I want to use DLA core to accelerate the inference on my Orin. So when I converted my onnx model to trt engin using trtexec. But when I created the Engine, it showed me this message: I am using fp16,
[W] Dimension: 2 (21504) exceeds maximum allowed size for DLA: 8192
[W] [TRT] DLA supports only 16 subgraphs per DLA core. Switching to GPU for layer
[W] [TRT] DLA supports only 16 subgraphs per DLA core. Switching to GPU for layer
[W] [TRT] DLA supports only 16 subgraphs per DLA core. Switching to GPU for layer
[W] [TRT] DLA supports only 16 subgraphs per DLA core. Switching to GPU for layer
The first message indicates the size of the tensor’s dimension is over the DLA capability.

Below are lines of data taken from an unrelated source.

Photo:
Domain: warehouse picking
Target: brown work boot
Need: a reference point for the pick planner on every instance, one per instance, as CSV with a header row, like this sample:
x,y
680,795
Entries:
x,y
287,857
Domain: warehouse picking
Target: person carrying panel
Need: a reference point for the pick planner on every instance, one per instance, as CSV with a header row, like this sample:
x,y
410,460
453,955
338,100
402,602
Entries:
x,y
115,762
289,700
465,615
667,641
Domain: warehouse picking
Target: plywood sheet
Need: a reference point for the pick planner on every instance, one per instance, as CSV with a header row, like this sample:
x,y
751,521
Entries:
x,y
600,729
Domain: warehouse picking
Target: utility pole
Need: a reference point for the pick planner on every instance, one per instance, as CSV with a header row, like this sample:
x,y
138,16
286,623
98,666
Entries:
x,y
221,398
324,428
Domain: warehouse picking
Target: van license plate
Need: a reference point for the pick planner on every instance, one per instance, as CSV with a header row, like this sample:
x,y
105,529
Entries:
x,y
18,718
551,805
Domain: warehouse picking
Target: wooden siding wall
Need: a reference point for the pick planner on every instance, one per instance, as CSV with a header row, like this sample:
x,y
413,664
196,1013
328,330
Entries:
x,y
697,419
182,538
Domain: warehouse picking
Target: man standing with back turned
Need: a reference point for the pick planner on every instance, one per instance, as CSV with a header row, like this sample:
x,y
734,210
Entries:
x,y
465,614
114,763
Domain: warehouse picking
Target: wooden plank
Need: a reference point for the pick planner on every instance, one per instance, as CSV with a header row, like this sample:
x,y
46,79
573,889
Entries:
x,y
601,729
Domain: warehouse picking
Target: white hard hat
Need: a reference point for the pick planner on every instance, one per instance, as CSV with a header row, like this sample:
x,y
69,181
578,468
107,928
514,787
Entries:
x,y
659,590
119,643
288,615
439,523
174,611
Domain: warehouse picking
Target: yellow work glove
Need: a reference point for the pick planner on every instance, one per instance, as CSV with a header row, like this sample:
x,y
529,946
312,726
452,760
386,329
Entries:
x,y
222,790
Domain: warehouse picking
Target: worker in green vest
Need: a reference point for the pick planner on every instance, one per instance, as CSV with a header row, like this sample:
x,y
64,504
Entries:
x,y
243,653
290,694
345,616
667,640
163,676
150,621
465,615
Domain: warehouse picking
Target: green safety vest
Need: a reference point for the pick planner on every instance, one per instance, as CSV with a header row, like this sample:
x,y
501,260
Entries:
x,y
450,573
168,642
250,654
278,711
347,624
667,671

The maximum of each dimension is 8192.
The second one indicates you have more than 16 loadable, which is also over the DLA capability.
Multiple loadable is usually caused by the fallback layer in between a network.
TensorRT may split a network into multiple DLA loadables if any intermediate layers cannot run on DLA and GPUFallback is enabled. Otherwise, TensorRT can emit an error and fallback. For more information, refer to GPU Fallback Mode.
At most 16 DLA loadables can be loaded concurrently, per core, due to hardware and software memory limitations.